Дрэйк прав, всегда прав. А я только мешаюсь под ногами, путаю его планы глупыми капризами. Дрэйк не виноват в усыплении Нордана, виновата я. Надо было слушаться Дрэйка, не истерить, не требовать от него ответа на мои чувства, а уезжать сразу, пока обстановка была спокойной, пока были шире возможности. Не подвергать мужчин неоправданному риску, зная, что привязанности в братстве под запретом. Вероятно, тогда бы Нордан не узнал о дочери, но, по крайней мере, больше шансов, что сейчас он бы жил нормальной жизнью, а не блуждал в бескрайних сновидениях. Я говорила Нордану, что люблю его, а сама подвела. Думала лишь о себе, маленькая эгоистка, никогда прежде не видевшая мужского внимания. И вдруг сразу двое импозантных мужчин, готовых на всё ради меня, тройная привязка навсегда, внезапная свобода от унизительного клейма рабыни, вместо жалкого статуса наложницы – гордый титул любимая, своя женщина. Закружилась голова у наивного тепличного цветка, вообразила себя невесть кем, позабыв совершенно, что в первую очередь платить за обретение пары будут мужчины, обязанные защищать меня.
Они и заплатили.
Всхлипнув, я села, растёрла слёзы по щекам.
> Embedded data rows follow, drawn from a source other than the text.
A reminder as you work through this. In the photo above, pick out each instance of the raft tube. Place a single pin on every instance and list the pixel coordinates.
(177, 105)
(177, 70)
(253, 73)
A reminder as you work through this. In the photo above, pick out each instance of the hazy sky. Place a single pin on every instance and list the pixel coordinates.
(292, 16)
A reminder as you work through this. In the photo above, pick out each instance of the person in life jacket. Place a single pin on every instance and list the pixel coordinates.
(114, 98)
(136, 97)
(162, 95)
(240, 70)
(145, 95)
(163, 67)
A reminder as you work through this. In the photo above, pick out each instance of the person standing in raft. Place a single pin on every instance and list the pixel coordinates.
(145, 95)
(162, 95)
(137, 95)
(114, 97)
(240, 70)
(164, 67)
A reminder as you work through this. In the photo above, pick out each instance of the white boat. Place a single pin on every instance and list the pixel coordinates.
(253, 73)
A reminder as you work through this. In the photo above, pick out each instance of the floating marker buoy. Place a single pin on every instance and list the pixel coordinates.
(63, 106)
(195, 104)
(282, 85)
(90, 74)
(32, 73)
– Я такая дура, – собственный голос прозвучал сипло, чуждо в тишине комнаты. – Норд, прости меня… Это я во всём виновата, я подставила тебя и Дрэйка, привязала вас к себе, стравила, заставила терпеть друг друга… И усыпили тебя из-за меня… П-прости меня, пожалуйста… – я уткнулась лбом в грудь Нордану, давясь глухими рыданиями, вздрагивая от ужаса осознания.
Это не ошибка Дрэйка, это моя вина, только моя…
Что я скажу Эстелле, когда вернусь к дочери, когда она станет старше? Твоего папу усыпили из-за глупости твоей легкомысленной мамы? И, быть может, поэтому ты никогда его не увидишь, во всяком случае, бодрствующим, не заговоришь с ним, не будешь сидеть на его коленях, читая вместе с ним сказки?
Горячие слёзы текли и текли, от каждого судорожного всхлипа бросало в жар. Я подняла голову, едва различая оставленное мокрое пятно на белой рубашке мужчины, едва понимая, что делаю, и потянулась вновь к неподвижным губам. Ещё один раз… просто так… вреда ведь не будет, да?.. Я многое готова отдать лишь за то, чтобы он проснулся. Готова поделиться своей жизнью, теплом…
Сиянием.
Мысль несложная, очевидная даже. Однако прежде я не думала применять собственный дар к Нордану, мне не приходило это в голову, как не посещают порой озабоченный поисками ответов разум самые элементарные, незатейливые решения. А сияние материализуется послушно, окутывает меня не привычной освежающей прохладой, но мягким убаюкивающим теплом. Зажмурившись по-детски, я снова целую Нордана, однако успеваю заметить краем глаза, что вуаль сияния вокруг не призрачно-серебристый лунный свет, а медовое золото янтаря. Я не хочу, не буду сейчас думать об этой странности, она появляется и растворяется в затуманенном сознании. Ощущаю, как тепло уплотняется из тончайшего кружева вуали в тяжёлый бархат жара, как он накрывает меня и Нордана, заглушает шаги вдали, неразборчивые голоса, стук двери. Сам мир отступает деликатно, оставив нас вдвоём.